Una notte a salvare passeggeri

“Le operazioni di soccorso sono subito partite grazie all’intervento di alcuni elicotteri della Marina Militare. I naufraghi venivano tratti in salvo attraverso il verricello e trasportati su Nave San Giorgio che operava in zona e coordinava le intere operazioni di soccorso. Lavorammo per tutta la notte e fino al giorno successivo – racconta l’ufficiale -. Solo quella notte sono state salvate almeno 150 persone. Per me un’esperienza intensa che resterà davvero irripetibile e indimenticabile”.

La corsa contro il tempo

Una tragedia scoppiata durante la navigazione della Norman Atlantic da Igoumenitsa (Grecia) ad Ancona. La nave si trova nel Canale d’Otranto, a circa 30 miglia dalla costa italiana.
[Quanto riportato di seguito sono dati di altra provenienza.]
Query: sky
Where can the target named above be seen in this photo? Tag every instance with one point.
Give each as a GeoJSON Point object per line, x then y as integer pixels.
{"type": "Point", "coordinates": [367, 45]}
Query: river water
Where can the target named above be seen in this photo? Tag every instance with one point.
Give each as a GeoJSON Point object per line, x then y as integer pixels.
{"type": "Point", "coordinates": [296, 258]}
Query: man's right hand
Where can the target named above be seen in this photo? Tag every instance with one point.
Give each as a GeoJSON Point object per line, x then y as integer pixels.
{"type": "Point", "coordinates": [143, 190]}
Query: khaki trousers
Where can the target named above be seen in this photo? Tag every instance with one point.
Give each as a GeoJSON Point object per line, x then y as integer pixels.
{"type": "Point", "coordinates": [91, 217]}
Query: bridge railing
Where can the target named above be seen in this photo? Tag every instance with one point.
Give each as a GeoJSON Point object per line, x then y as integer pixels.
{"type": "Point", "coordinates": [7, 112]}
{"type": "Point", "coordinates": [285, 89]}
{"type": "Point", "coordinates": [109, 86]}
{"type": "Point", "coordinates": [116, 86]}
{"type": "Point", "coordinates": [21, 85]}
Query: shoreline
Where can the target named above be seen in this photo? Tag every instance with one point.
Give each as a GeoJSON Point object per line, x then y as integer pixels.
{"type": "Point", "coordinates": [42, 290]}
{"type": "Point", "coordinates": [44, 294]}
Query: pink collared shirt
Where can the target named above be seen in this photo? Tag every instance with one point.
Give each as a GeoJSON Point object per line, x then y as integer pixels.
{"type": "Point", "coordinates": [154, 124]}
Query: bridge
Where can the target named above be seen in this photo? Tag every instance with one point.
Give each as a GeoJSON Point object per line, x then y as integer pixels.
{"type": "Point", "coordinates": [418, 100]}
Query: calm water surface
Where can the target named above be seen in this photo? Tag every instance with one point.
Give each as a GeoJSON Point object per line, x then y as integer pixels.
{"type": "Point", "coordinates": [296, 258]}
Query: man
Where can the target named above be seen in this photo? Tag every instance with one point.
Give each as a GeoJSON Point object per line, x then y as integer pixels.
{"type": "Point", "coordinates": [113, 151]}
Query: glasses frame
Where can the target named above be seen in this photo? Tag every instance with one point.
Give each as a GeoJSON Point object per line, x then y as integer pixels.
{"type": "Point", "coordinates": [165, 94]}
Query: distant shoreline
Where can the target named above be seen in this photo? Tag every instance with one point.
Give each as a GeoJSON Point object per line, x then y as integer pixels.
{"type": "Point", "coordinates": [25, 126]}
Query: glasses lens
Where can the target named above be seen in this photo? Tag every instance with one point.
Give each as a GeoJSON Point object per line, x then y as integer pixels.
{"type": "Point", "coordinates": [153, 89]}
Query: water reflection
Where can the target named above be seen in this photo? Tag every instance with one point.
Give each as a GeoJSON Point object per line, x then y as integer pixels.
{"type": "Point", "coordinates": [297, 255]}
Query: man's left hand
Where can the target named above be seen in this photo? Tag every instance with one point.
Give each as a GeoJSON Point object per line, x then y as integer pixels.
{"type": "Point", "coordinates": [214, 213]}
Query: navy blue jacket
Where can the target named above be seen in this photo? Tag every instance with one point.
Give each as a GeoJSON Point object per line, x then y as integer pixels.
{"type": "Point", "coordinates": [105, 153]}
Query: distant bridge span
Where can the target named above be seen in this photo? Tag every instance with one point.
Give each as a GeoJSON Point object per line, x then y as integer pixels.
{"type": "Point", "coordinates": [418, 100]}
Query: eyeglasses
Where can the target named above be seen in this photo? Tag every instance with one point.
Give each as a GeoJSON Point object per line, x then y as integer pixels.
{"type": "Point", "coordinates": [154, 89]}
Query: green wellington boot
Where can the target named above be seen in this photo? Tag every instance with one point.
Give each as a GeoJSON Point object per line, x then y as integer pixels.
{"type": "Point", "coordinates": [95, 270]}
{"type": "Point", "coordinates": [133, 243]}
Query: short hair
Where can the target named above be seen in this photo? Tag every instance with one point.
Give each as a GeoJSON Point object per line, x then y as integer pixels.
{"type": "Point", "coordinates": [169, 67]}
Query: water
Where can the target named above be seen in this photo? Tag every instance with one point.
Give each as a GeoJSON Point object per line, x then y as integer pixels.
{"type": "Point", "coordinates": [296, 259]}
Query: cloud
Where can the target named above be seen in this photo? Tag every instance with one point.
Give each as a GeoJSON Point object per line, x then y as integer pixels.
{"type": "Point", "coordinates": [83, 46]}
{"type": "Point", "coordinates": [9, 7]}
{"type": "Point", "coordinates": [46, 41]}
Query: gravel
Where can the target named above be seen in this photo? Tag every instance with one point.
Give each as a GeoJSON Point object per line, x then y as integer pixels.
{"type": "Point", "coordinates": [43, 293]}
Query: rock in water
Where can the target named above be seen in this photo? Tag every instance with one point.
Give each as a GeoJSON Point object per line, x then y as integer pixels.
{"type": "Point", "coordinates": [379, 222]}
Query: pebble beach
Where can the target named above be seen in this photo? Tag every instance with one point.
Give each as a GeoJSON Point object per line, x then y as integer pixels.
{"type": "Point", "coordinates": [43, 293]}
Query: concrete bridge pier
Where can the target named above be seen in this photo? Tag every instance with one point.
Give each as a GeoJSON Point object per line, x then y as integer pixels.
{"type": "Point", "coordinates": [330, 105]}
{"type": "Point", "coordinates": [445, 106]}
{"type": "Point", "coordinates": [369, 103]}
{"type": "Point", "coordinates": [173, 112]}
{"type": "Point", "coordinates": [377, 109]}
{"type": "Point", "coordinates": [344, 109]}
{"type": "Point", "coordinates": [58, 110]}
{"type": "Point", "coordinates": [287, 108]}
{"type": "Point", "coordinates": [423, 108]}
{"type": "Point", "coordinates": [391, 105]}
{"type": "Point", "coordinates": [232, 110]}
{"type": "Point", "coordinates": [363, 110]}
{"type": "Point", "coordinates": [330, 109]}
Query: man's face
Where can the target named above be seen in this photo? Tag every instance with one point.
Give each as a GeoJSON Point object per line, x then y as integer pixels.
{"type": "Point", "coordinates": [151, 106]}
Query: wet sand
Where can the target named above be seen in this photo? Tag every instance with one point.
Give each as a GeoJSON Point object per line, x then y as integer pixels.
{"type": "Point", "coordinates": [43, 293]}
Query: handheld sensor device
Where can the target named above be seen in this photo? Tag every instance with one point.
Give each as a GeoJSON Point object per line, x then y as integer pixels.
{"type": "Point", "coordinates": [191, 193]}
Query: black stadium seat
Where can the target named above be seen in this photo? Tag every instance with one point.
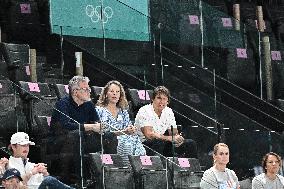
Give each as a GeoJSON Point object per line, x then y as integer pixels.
{"type": "Point", "coordinates": [95, 93]}
{"type": "Point", "coordinates": [38, 101]}
{"type": "Point", "coordinates": [16, 57]}
{"type": "Point", "coordinates": [148, 172]}
{"type": "Point", "coordinates": [137, 99]}
{"type": "Point", "coordinates": [241, 67]}
{"type": "Point", "coordinates": [109, 169]}
{"type": "Point", "coordinates": [187, 172]}
{"type": "Point", "coordinates": [61, 90]}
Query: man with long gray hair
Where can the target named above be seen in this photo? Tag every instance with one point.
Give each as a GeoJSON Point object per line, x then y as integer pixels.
{"type": "Point", "coordinates": [72, 114]}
Le condizioni meteorologiche nella zona sono proibitive: mare in burrasca, onde di 6 metri e venti fino a 40 nodi (75 km/h). La macchina dei soccorsi scatta immediatamente. Si alzano in volo gli elicotteri della Marina Militare della base Aeromobili di Grottaglie. Prima di tutto occorre verificare la situazione in quella che in gergo viene definita “zona operazioni”.  Intanto gli EH-101 della base di Catania sono pronti al decollo. Scatta la corsa contro il tempo. La nave anfibia San Giorgio, in porto a Brindisi, richiama a bordo l’equipaggio. Molti di loro sono a casa per le festività natalizie. Poi ai posti di manovra e via alla massima velocità verso  il luogo in cui ci sono persone da salvare. Dalla base navale di Taranto salpa anche il cacciatorpediniere Durand de La Penne.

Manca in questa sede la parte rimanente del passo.